When considering the legislation in place for data and privacy protection, the General Data Protection Regulation (GDPR), introduced by the European Union, set a new standard for privacy laws globally, influencing legislation beyond Europe, including in countries like the United States and Canada. GDPR mandates that any personal data or activities related to foreign individuals or companies under its jurisdiction must be processed by a data controller or processor within the EU to ensure the robust protection of individual privacy. In the United States, the Genetic Information Nondiscrimination Act (GINA) prevents employers from making discriminatory decisions based on a person’s genetic information, safeguarding individuals’ genetic privacy in employment and health insurance contexts. Meanwhile, artificial intelligence (AI) is transforming healthcare by analysing health data, interpreting medical imaging, and contributing to research advancements, all aimed at enhancing diagnostic accuracy and treatment outcomes. Social media platforms also play an essential role in public health, often sharing timely health news and information, especially during global health crises. However, this increasing reliance on AI and data-sharing platforms raises significant privacy concerns, particularly regarding patient data security. Current regulations in healthcare fall short of comprehensively safeguarding personal health information. Patient data collected by AI-powered devices and robots is at risk of security breaches, exposing sensitive information to malicious actors. Moreover, some social media platforms collect extensive data on users, including mental health information, often without explicit consent, which can be exploited for advertising and marketing purposes. Additionally, certain genetic testing and bioinformatics companies, which may lack proper oversight, have been known to sell customer data to pharmaceutical and biotech firms [
44,
45].
In research conducted by McCaffery et al., they reviewed studies of different models as well as some challenges; these can be split into key criteria such as challenges with algorithms or software. Algorithm challenges can be due to data limitations, validation required for real-world use, and issues with transparency or interpretability again referred to as “black box”. These can be issues for both deep learning and machine learning models. Issues with the software can include the elevated cost of the necessary technology, as AI needs powerful computers which have a GPU (specialised graphic cards). The storing of large amounts of digital images, required for AI systems can also be costly, this is alongside the difficulty in receiving financial support as well the limit in insurance reimbursement of AI-related expenses. For example, in a study by Phan et al.
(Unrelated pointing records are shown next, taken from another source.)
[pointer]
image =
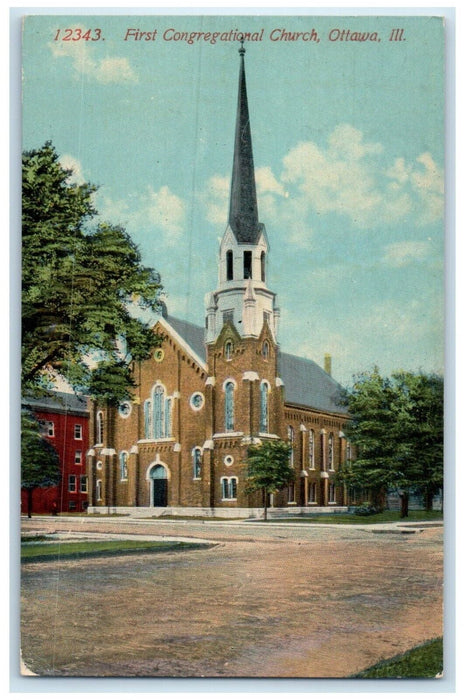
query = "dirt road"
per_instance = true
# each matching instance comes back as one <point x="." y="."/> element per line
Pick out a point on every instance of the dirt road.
<point x="265" y="601"/>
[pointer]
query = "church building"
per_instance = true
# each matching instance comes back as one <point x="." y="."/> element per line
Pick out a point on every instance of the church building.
<point x="207" y="393"/>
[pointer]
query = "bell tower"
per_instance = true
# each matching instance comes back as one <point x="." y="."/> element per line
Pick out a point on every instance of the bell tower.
<point x="242" y="297"/>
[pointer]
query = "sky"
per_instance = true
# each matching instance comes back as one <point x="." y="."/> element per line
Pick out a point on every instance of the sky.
<point x="348" y="141"/>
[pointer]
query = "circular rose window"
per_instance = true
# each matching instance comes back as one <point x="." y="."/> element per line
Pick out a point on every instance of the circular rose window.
<point x="196" y="401"/>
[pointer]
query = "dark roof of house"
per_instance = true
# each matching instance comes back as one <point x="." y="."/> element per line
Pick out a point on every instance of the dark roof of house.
<point x="305" y="382"/>
<point x="60" y="402"/>
<point x="192" y="334"/>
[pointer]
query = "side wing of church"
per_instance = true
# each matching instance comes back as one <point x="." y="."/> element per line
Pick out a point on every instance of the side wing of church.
<point x="207" y="393"/>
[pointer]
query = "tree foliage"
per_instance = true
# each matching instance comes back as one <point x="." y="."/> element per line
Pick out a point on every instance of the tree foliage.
<point x="81" y="284"/>
<point x="396" y="427"/>
<point x="40" y="464"/>
<point x="268" y="468"/>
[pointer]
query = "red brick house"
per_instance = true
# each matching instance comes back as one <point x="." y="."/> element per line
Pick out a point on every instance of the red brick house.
<point x="207" y="393"/>
<point x="64" y="419"/>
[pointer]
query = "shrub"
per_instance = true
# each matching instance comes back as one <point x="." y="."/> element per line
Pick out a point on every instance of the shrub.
<point x="367" y="509"/>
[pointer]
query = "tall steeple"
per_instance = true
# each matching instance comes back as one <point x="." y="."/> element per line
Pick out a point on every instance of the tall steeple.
<point x="243" y="211"/>
<point x="242" y="296"/>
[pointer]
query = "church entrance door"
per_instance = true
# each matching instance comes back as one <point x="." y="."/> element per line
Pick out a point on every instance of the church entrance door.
<point x="159" y="486"/>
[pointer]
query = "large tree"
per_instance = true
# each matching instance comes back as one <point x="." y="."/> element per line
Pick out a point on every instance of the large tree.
<point x="40" y="465"/>
<point x="396" y="427"/>
<point x="83" y="286"/>
<point x="268" y="468"/>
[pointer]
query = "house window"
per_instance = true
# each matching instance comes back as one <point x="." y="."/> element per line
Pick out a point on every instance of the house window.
<point x="47" y="428"/>
<point x="168" y="406"/>
<point x="264" y="391"/>
<point x="291" y="493"/>
<point x="123" y="465"/>
<point x="312" y="492"/>
<point x="148" y="419"/>
<point x="229" y="266"/>
<point x="348" y="452"/>
<point x="229" y="488"/>
<point x="311" y="449"/>
<point x="229" y="406"/>
<point x="158" y="411"/>
<point x="228" y="315"/>
<point x="332" y="493"/>
<point x="100" y="428"/>
<point x="197" y="462"/>
<point x="331" y="451"/>
<point x="247" y="264"/>
<point x="290" y="437"/>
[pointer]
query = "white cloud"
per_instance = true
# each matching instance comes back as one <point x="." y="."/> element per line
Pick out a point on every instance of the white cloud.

Several models were tested on 138 patients to predict recurrence, which showed ranging accuracies of 84–91%. These are good indications but can show that the variability can be due to inconsistent data or limited sample sizes [
26]. There can also be chances of false-positive findings such as in convolutional CADSs, computer-aided detection/diagnosis systems, where around 1000 prompts must be analysed to detect additional cancer which can result in increased rates of biopsy or no benefit in diagnosis accuracy [
8].
Recent public–private partnerships aimed at implementing machine learning in healthcare have raised significant concerns regarding patient privacy. A notable example is the 2016 collaboration between DeepMind, a subsidiary of Alphabet Inc. (Google), Mountain View, CA, USA, and the Royal Free London NHS Foundation Trust to use machine learning for managing acute kidney injury. Critics highlighted that patients lacked control over how their data were used and that the implications for privacy were not sufficiently addressed. A senior advisor from England’s Department of Health even remarked that the patient data were obtained through an “inappropriate legal basis” [
46]. The situation escalated when Google took direct control of DeepMind’s application, effectively shifting the oversight of patient data from the UK to the US. This ability to transfer vast amounts of sensitive patient information across jurisdictions exemplifies a troubling aspect of big data, particularly in the context of commercial healthcare AI, where public institutions may become overly dependent on tech companies, leading to a power imbalance [
47]. Although some breaches of patient privacy may have occurred despite existing laws and regulations, the DeepMind case underscores the urgent need for robust safeguards to protect privacy and uphold patient autonomy in public–private partnerships. AI presents unique challenges, as algorithms typically require extensive access to patient data, which may be utilised in various ways over time. The location and ownership of the servers housing these data are crucial considerations, prompting a call for regulations that ensure patient information remains within its jurisdiction, barring exceptional circumstances. Strong privacy protections can be achieved when institutions are inherently designed to promote collaboration for data security. While the integration of healthcare AI can be managed to safeguard privacy, it often leads to conflicting interests, as corporations may prioritise data monetization over patient privacy unless sufficiently incentivized to protect it. Given these challenges, there are increasing demands for the enhanced oversight of big data in health research and technology [
48].
Within the realm of pathology, specifically whole-slide imaging, an array of problems are presented with the integration of AI into diagnostic procedures. Technical challenges are the most common, such as scan failures requiring re-scans, which extend turnaround times (TATs). The longer digital evaluation times reported by pathologists further risk delaying TATs, though this may be offset by DP’s workflow benefits, including faster image access and easier archival retrieval. Newer scanners, uniform histological preparations, and z-stacking for cytology digitization help reduce these issues. Validation studies also highlight diagnostic challenges in specific tasks, like grading dysplasia and counting mitoses, with accuracy discordance reported in areas like gastrointestinal dysplasia and meningiomas. AI-driven tools show promise in addressing these challenges by enhancing dysplasia grading, mitotic counts, and microorganism detection. Additionally, storage and IT demands, as well as some pathologists’ resistance to DP, have presented obstacles, though regulatory approvals and remote work needs during COVID-19 have bolstered confidence in WSI. Ongoing improvements in imaging technology and AI support continue to advance DP’s role in reliable histological diagnoses for adults and paediatric cases alike [
49].
With the integration of AI in breast cancer, there can be difficulty adapting to the newer imaging techniques such as digital breast tomosynthesis (DBT) where challenges can occur due to the difficult nature of 3D imaging. Although AI presents benefits in the form of a reduced workload and improved accuracy, a study conducted by Schaffter et al. showed that no single AI model outperformed radiologists. However, with the use of an ensemble of AI models and radiologists, there was an improvement in mammography accuracy. This highlights the importance of radiologists and AI collaboration [
23]. The results Schaffter et al. reported used 31 different AI digital mammography (DM) algorithms and were evaluated using two datasets, one with over 40,000 patients from the US and the other with 166,000 patients from Sweden [
9].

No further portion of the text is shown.